Clinically, the repair of TEF/BEF is a complex and challenging surgical process which may be accompanied with complications and high risk of mortality. Nevertheless, surgical treatment often results in good long-term outcomes with 90% of all fistulas eventually closed [2]. Hence, surgery is recognized as the first-line treatment for fistulas. The choice of appropriate surgical procedure is dependent on several factors including the severity of symptoms, the size and location of the fistula, and the underlying patient conditions. Given to the particularity of the present case, it was impossible to remove both main bronchi around the fistula at once. Therefore, our aim was to remove the diseased esophagus, rebuild the continuity of the digestive tract and repair the bronchial fistula without removing it. Lobectomy was not performed because of the severe lung inflammation.
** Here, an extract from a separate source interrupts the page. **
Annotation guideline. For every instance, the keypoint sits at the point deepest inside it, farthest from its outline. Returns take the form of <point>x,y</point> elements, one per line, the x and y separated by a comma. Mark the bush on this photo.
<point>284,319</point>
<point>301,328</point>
Proper anesthetization is critical before the operation. To prevent gastric distention and loss of ventilation volume, the cuff of the tracheal intubation should be placed under the fistula, or the dual-lumen endotracheal intubation should be used to provide unilateral lung ventilation and avoid the fistula [4]. However, bilateral bronchial defects found in the present case made it impossible to perform traditional intubation. Moreover, gastrotracheal reflux is more likely to occur given the high intra-abdominal pressure caused by laparoscopic pneumoperitoneum. To address challenges, we creatively employed the sengstaken-blakemore tube.

Since most of the reported congenital BEFs are simple small fistulas, one-step repair, including direct fistula closure or fistula resection with flaps of soft tissue/muscle interposed to reinforce the suture by surgical or endoscopic approach are often applied. However, the one-step repair is only recommended for small non-patulous fistulas [5]. For larger patulous fistulas, two-stage approach, including closure of the defects with esophageal or tracheal patches, followed by esophageal/tracheal resection and anastomotic reconstruction, have been advocated [6]. Moreover, double-patching repair with esophageal wall has been suggested for patients with huge (> 5 cm) or complicated fistulas. The segmental blood supply of the esophagus improves the long-term survival of the esophageal patch. Application of pedicle regional flaps or microvascular free flaps in the reconstruction of enlarged tracheoesophageal puncture sites is well-documented approach. In current case, the esophageal tissues around the lesion were utilized to form a “natural” membranous wall in situ to repair the fistula on the bronchus and the recovery was satisfactory. To our knowledge, this is the first report of a case of congenital BEF with three-way openings that was successfully treated using esophageal wall tissues as protective patches.

In conclusion, when the fistula in BEF is large or complicated, appropriate surgical methods should be meticulously designed according to the condition of the patient. The problem of anesthesia intubation should be solved first, to allow a smooth operation. Secondly, a double-layer repair of the airway fistula by using esophageal wall tissues as patch materials is proposed.